An techbold beteiligt waren neben Hermann Futter unter anderem auch Niki Futter, Stefan Kalteis und Hansi Hansmann. Letzterer meint zur Übernahme: „Es war ein sehr erfolgreicher Exit, der sich für mich wirklich ausgezahlt hat. Techbold ist ein wachstumstarkes Unternehmen in einem großen Markt, welches auch ordentlich profitabel ist. Das macht die Firma natürlich zu einem attraktiven Übernahmeziel“

Auch Aufsichtsratmitglied Niki Futter, der die Position von 2017 bis 2025 besetzte, meldete sich auf Anfrage zurück: „Das ist ein ganz tolles Ergebnis und ich gratuliere dem Team rund um Damian ganz herzlich und wünsche alles Beste für die weitere Zukunft. Ich freu mich, dass ich dieses Unternehmen über acht Jahre im Aufsichtsrat begleiten durfte.“

Für die Verhandlungen holte sich Izdebski Unterstützung von Thomas Hillebrand und Nico Zaiser vom Wiener M&A-Spezialisten i5invest. „Ich würde mit Thomas und Nico von „i5invest“ jederzeit wieder ein Unternehmen verkaufen. Die Jungs sind so professionell und erfahren – ich durfte in den letzten Wochen so viel von ihnen lernen. Danke dafür!“, sagt er.

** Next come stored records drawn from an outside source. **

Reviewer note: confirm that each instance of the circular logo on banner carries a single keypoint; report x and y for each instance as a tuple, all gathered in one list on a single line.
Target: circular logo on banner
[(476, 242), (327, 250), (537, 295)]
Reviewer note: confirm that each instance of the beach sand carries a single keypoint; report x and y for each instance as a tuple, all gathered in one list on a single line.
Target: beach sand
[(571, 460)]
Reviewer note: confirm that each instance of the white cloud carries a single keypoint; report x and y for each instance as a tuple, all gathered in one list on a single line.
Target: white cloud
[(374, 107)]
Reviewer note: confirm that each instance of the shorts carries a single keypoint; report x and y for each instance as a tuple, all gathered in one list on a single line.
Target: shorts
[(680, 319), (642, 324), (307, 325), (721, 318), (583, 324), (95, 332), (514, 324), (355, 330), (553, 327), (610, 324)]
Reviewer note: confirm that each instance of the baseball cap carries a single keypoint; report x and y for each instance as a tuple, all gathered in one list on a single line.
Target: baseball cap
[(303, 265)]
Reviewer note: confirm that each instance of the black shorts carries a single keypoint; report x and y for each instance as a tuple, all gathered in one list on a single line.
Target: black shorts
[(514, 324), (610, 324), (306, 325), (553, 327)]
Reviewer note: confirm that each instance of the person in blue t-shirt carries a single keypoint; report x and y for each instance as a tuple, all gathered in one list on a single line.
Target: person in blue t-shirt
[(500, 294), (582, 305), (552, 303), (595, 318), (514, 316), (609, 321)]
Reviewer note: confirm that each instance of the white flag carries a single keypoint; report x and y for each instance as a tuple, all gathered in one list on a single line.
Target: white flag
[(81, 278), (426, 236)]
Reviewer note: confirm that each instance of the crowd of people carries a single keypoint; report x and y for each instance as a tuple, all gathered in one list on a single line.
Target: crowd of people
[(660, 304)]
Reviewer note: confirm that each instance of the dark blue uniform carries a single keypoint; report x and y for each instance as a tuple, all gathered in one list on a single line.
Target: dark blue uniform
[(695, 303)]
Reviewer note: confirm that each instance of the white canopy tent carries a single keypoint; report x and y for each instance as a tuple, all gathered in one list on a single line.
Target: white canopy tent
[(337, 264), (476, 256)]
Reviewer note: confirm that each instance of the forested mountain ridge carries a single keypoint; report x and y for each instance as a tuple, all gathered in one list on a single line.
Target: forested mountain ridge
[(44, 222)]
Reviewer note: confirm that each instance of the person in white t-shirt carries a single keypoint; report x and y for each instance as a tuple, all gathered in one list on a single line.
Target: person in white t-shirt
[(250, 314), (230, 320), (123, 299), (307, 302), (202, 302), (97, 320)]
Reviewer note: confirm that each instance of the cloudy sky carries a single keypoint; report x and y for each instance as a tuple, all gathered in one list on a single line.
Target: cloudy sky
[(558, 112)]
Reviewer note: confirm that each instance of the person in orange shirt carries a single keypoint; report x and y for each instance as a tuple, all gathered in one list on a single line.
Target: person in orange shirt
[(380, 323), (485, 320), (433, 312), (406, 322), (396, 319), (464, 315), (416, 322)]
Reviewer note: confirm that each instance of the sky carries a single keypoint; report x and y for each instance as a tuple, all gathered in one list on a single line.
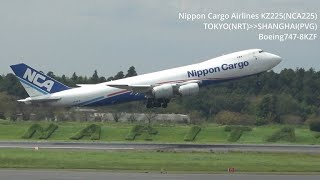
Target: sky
[(66, 36)]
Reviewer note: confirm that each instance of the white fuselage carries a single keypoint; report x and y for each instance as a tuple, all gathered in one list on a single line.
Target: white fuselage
[(226, 67)]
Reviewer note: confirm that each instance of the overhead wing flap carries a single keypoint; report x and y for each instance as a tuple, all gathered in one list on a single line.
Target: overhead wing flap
[(84, 85), (133, 88)]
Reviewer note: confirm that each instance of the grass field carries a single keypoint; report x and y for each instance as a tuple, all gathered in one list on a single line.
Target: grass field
[(116, 132), (157, 161)]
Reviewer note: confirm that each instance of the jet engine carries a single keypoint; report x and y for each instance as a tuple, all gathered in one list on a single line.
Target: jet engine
[(189, 89), (163, 91)]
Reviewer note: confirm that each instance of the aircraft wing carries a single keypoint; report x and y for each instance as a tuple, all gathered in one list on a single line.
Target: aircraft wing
[(41, 99), (133, 88), (147, 88)]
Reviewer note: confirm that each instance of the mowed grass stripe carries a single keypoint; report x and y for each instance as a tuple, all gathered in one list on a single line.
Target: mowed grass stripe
[(155, 161), (116, 132)]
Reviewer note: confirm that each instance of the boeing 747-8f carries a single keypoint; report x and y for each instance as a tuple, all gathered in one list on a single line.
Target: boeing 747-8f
[(155, 88)]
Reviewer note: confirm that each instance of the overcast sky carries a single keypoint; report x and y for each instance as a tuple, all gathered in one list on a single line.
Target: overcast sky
[(66, 36)]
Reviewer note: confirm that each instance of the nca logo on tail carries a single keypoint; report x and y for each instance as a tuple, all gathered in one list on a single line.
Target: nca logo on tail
[(38, 79)]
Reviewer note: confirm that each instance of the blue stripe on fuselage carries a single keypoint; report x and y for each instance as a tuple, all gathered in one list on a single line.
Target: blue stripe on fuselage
[(127, 97)]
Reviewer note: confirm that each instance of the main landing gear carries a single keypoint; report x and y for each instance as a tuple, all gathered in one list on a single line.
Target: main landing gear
[(155, 103), (258, 82)]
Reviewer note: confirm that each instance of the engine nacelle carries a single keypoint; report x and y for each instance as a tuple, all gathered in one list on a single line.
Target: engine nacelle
[(189, 89), (163, 91)]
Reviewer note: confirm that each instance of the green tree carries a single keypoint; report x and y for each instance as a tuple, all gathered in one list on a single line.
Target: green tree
[(131, 72)]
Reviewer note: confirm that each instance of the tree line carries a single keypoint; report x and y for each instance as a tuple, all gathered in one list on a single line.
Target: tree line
[(291, 96)]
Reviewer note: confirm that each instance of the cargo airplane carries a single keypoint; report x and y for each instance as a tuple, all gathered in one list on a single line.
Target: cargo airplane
[(155, 88)]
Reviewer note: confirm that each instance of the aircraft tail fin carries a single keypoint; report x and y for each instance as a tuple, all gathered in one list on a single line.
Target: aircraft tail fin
[(35, 82)]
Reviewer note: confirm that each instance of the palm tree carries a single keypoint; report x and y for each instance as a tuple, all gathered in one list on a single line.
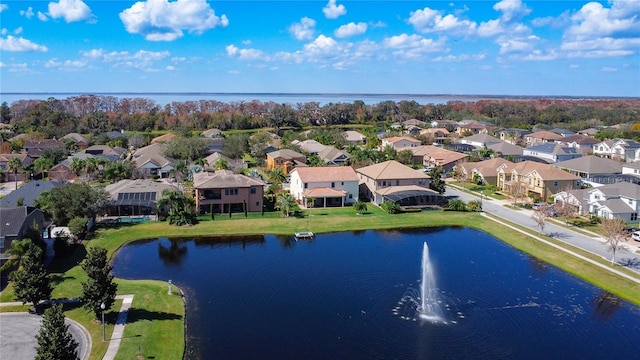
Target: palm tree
[(43, 164), (286, 203), (14, 165)]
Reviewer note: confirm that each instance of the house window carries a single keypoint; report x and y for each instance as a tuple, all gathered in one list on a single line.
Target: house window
[(233, 191)]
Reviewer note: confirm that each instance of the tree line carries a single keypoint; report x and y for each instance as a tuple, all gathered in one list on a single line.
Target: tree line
[(95, 114)]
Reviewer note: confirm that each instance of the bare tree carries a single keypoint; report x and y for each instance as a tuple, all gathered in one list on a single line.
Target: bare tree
[(613, 234), (540, 216)]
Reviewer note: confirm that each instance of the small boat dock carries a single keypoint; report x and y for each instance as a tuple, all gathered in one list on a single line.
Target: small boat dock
[(303, 235)]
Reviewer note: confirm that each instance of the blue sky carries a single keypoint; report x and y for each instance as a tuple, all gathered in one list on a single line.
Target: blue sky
[(508, 47)]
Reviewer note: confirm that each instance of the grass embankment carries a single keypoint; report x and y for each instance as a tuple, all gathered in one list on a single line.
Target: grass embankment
[(156, 320)]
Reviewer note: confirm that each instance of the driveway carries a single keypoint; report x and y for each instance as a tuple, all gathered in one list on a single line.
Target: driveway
[(593, 244), (18, 336)]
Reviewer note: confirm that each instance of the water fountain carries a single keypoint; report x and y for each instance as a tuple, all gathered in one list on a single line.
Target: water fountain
[(429, 308)]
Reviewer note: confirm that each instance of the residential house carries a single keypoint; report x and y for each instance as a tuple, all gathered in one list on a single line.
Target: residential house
[(626, 150), (480, 140), (470, 128), (149, 161), (562, 132), (437, 156), (507, 151), (136, 197), (533, 178), (25, 162), (311, 146), (107, 152), (551, 152), (354, 138), (400, 143), (26, 194), (332, 156), (582, 142), (393, 181), (540, 137), (285, 160), (615, 201), (15, 223), (513, 136), (224, 192), (328, 186), (485, 172), (35, 147), (436, 135), (164, 138), (590, 166), (80, 141)]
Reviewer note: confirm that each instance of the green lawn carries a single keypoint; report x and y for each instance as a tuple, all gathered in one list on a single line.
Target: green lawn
[(156, 323)]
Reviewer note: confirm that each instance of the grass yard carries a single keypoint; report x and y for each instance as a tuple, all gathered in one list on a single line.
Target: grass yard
[(155, 328)]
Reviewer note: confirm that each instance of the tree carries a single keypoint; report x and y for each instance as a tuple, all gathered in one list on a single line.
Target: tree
[(31, 281), (613, 234), (14, 165), (437, 182), (16, 252), (99, 287), (181, 210), (286, 203), (360, 206), (43, 164), (54, 339), (73, 200)]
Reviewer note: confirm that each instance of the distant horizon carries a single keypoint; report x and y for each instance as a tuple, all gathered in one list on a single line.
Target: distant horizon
[(494, 48)]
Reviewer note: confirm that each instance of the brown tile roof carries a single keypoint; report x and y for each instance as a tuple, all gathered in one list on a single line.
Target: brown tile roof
[(390, 170), (326, 173), (222, 179)]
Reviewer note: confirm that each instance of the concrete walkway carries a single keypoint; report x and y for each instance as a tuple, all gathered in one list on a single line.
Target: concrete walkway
[(118, 330)]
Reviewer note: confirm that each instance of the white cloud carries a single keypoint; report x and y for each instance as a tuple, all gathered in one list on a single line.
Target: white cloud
[(27, 13), (351, 29), (141, 60), (304, 29), (12, 43), (413, 47), (511, 9), (429, 20), (333, 11), (244, 54), (161, 20), (70, 10)]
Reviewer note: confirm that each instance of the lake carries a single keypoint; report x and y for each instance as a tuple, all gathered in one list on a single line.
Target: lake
[(344, 296)]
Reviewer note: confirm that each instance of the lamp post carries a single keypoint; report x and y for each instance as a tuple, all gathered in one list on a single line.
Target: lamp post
[(104, 338)]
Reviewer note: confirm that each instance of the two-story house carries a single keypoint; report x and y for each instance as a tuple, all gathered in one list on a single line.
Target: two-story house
[(533, 178), (552, 152), (285, 160), (615, 201), (393, 181), (328, 186), (223, 191)]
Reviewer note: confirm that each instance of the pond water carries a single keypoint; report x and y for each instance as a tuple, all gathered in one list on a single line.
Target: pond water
[(343, 296)]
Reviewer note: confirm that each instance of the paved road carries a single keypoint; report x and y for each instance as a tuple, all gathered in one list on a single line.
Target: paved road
[(18, 336), (593, 244)]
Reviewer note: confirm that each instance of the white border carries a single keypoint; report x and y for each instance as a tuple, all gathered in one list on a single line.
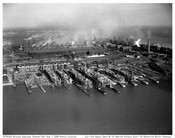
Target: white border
[(77, 1)]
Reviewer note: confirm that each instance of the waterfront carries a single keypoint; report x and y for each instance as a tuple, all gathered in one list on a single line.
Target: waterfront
[(145, 109)]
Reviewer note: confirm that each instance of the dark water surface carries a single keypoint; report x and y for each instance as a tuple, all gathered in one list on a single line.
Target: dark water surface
[(145, 109)]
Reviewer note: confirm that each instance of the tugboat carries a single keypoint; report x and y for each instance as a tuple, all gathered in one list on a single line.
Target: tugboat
[(112, 88), (80, 81), (65, 79), (97, 84), (27, 87)]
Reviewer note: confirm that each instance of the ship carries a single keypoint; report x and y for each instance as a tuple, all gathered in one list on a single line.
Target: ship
[(27, 86), (80, 81), (97, 84)]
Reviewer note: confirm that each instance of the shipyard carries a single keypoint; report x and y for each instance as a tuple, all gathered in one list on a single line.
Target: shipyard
[(110, 63), (68, 70)]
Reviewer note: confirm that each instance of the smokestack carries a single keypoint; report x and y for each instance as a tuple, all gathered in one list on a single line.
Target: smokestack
[(148, 44), (149, 35)]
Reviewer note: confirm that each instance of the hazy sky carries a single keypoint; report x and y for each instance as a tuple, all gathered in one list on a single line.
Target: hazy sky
[(86, 15)]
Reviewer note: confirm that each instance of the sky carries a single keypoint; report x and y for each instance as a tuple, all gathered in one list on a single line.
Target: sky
[(86, 15)]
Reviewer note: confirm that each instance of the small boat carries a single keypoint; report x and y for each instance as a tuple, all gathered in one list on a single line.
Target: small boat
[(82, 89), (112, 88), (100, 89), (27, 87)]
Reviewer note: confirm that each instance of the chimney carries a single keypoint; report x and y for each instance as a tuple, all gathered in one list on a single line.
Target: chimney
[(148, 45)]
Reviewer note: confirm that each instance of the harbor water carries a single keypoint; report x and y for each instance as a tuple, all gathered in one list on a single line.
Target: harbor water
[(145, 109)]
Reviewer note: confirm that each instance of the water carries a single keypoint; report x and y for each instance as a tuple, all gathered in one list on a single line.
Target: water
[(145, 109)]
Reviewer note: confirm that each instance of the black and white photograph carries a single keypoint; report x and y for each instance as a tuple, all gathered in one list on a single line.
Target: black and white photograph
[(87, 69)]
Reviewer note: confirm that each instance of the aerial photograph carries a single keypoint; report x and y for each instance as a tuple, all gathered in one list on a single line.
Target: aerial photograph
[(87, 69)]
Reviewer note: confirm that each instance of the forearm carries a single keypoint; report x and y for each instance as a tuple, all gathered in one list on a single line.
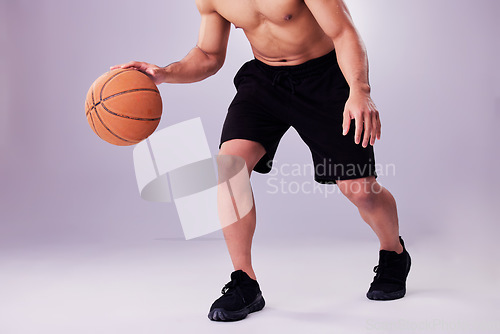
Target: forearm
[(353, 61), (195, 66)]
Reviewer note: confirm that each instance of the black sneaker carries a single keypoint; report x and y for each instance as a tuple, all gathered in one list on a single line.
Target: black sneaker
[(390, 279), (239, 297)]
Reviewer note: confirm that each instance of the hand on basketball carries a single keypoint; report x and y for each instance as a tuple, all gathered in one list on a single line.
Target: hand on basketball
[(361, 108), (156, 73)]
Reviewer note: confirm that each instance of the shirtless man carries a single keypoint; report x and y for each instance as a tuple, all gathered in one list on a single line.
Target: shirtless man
[(311, 72)]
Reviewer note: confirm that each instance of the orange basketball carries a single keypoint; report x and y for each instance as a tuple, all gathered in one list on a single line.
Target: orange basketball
[(123, 106)]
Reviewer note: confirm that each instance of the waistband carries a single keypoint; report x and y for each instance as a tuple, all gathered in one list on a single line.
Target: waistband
[(311, 66)]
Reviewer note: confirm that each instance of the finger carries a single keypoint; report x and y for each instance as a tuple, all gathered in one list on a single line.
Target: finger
[(130, 64), (368, 127), (375, 128), (346, 123), (379, 123), (359, 129)]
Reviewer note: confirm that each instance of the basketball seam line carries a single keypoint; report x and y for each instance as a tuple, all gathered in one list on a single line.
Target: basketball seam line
[(90, 112), (114, 134), (101, 100)]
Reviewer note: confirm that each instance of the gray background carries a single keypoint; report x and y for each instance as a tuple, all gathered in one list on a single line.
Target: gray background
[(435, 81)]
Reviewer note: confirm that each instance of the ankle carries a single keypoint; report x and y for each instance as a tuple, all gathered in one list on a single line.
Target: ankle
[(398, 248)]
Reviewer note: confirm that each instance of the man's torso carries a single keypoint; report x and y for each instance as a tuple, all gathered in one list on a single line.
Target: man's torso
[(281, 32)]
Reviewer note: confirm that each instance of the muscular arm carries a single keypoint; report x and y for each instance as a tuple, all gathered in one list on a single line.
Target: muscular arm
[(335, 20), (204, 60), (207, 57)]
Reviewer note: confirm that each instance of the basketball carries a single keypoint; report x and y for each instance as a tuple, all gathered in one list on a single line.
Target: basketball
[(123, 106)]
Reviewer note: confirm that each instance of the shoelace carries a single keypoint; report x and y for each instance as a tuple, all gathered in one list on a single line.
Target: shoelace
[(232, 286), (228, 287)]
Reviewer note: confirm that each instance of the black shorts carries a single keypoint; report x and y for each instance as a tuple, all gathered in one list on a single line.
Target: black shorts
[(309, 97)]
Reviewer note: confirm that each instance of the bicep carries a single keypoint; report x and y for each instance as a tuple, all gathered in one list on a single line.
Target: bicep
[(214, 32), (332, 16)]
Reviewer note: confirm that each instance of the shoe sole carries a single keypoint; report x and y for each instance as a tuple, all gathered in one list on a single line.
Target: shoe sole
[(220, 314), (381, 295)]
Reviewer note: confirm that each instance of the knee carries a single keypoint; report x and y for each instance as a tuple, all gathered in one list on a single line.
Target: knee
[(361, 192)]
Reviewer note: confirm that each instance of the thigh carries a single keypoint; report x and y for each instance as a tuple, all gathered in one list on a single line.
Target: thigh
[(249, 150)]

Buy-and-Build-Strategie der Käufer

Auf Käuferseite fügt sich die Übernahme in die Expansionsstrategie ein. Accompio agiert als Managed Security Service Provider und beschäftigt an 22 Standorten in Deutschland, Österreich, Ungarn und Bulgarien insgesamt rund 900 IT-Expert:innen. Von der Head of M&A bei accompio Katrin Wollinger-Zepf heißt es gegenüber brutkasten „Es war ein sehr effizienter und konstruktiver Prozess auf absoluter Augenhöhe.“

„Die Übernahme von techbold ist ein weiterer konsequenter Schritt in unserer Buy-and-Build-Strategie: Wir bauen systematisch die führende IT-Services-Plattform im DACH-Raum auf“, führt Georg Willig, CFO der accompio Gruppe, aus. Man suche für den Ausbau gezielt nach unternehmergeführten IT-Dienstleistern mit starker Marktposition und durch den Zukauf aus Wien baut die Gruppe ihre Präsenz in Österreich nun weiter aus.